After uploading content with upload_file, always check the ingestion status first. Use get_file_status to confirm the data is fully processed before querying.
Mixing API standards
Trying to mix proprietary chat endpoints with standard OpenAI calls without proper context management.
When working on structured conversations, always start a fresh session using create_new_chat. This ensures the agent manages the message history correctly, regardless of whether you use send_message or chat_completions.
When to use Open WebUI MCP
Use this MCP if your primary job involves managing and connecting multiple LLM sources—local Ollama instances alongside cloud endpoints like OpenAI or Anthropic.

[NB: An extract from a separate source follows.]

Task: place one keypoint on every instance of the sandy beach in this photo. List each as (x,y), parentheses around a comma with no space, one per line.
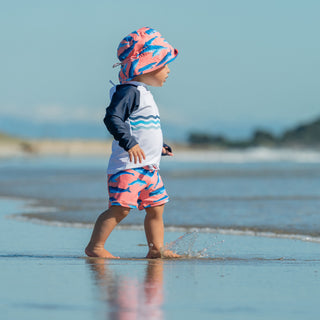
(248,229)
(46,275)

It's the control layer for complex RAG systems, making sure data gets indexed before it's asked about. Don't use this if you just need a single chat interface; then, a basic messaging MCP is enough. Also, don't use it if your primary task is simply writing code—you'll want an IDE-focused tool instead. This MCP excels when the job requires coordinating data ingestion (files/URLs), model selection (list_models), and structured output generation.
Frequently asked questions about Open WebUI MCP
How do I check if my uploaded files are ready for use with Open WebUI MCP? +
You use the get_file_status tool. This function checks the processing status of your documents, letting you know exactly when the data is fully indexed and available for retrieval.
Can I list models running on Ollama using Open WebUI MCP? +
Yes, use ollama_tags to retrieve a list of all currently tagged and available models in your local Ollama environment. This confirms which specific models you can generate completions with.
Is this MCP only for OpenAI-style chats? +
No, it supports multiple standards. You can use chat_completions for OpenAI compatibility or send_message if your workflow requires Anthropic's specific message generation format.
What is the best way to get new knowledge into my collection using Open WebUI MCP? +
For web content, use process_web_url. If you have physical files like PDFs or TXT documents, it's better to use upload_file first.
How do I start a structured conversation flow with Open WebUI MCP? +
Use the create_new_chat tool. This initiates a backend-controlled chat session, which is ideal for multi-step processes where history and context need strict management.